Thursday, November 26, 2015

Buggy basename

Every so often you marvel at the lengths people go to to break things.

Take the basename command in illumos, for example. This comes in two incarnations - /usr/bin/basename, and /usr/xpg4/bin/basename.

Try this:

# /usr/xpg4/bin/basename -- /a/b/c.txt
c.txt

Which is correct, and:

# /usr/bin/basename -- /a/b/c.txt
--

Which isn't.

Wait, it gets worse:

# /usr/xpg4/bin/basename /a/b/c.txt .t.t
c.txt

Correct. But:

# /usr/bin/basename /a/b/c.txt .t.t
c

Err, what?

Perusal of the source code reveals the answer to the "--" handling - it's only caught in XPG4 mode. Which is plain stupid, there's no good reason to deliberately restrict correct behaviour to XPG4.

Then the somewhat bizarre handling with the ".t.t" suffix. So it turns out that the default basename command is doing pattern matching rather then the expected string matching. So the "." will match any character, rather than being interpreted literally. Given how commonly "." is used to separate the filename from its suffix, and the common usage of basename to strip off the suffix, this is a guarantee for failure and confusion. For example:

# /usr/bin/basename /a/b/cdtxt .txt
c

The fact that there's a difference here  is actually documented in the man page, although not very well - it points you to expr(1) which doesn't tell you anything relevant.

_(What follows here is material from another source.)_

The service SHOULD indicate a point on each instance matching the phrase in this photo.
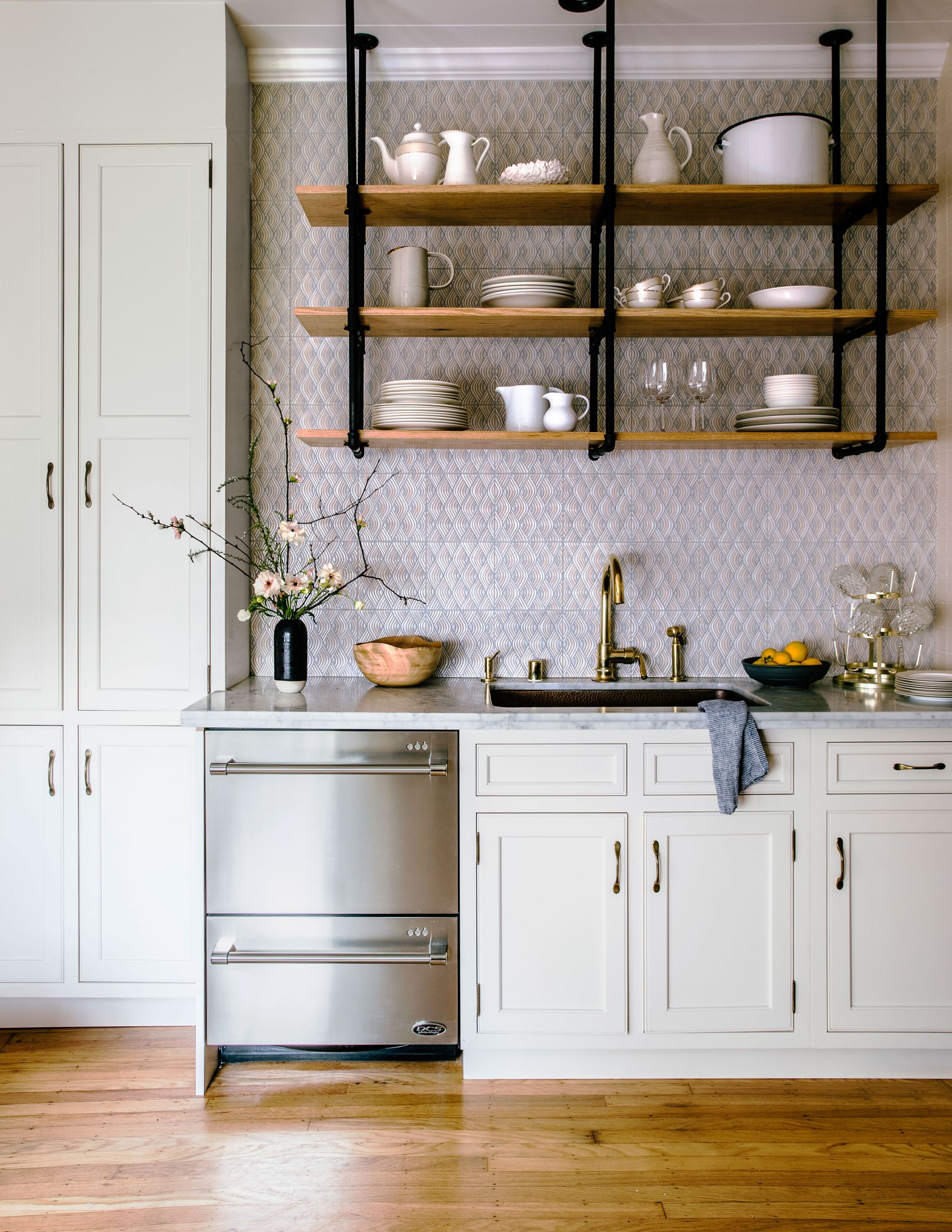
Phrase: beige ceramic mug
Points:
(411, 276)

So, does anybody rely on the buggy broken behaviour here?

It's worth noting that the ksh basename builtin and everybody else's basename implementation seems to do the right thing.

Fixing this would also get rid of a third of the lines of code and we could just ship 1 binary instead of 2.

1 comment:

Casper Dik said...

The original code was a shell script using expr(1); this behavior is encoded in the manual
page:

/usr/bin
The suffix is a pattern defined on the expr(1) manual page.


Whether this is being used in that way is unlikely, I would think.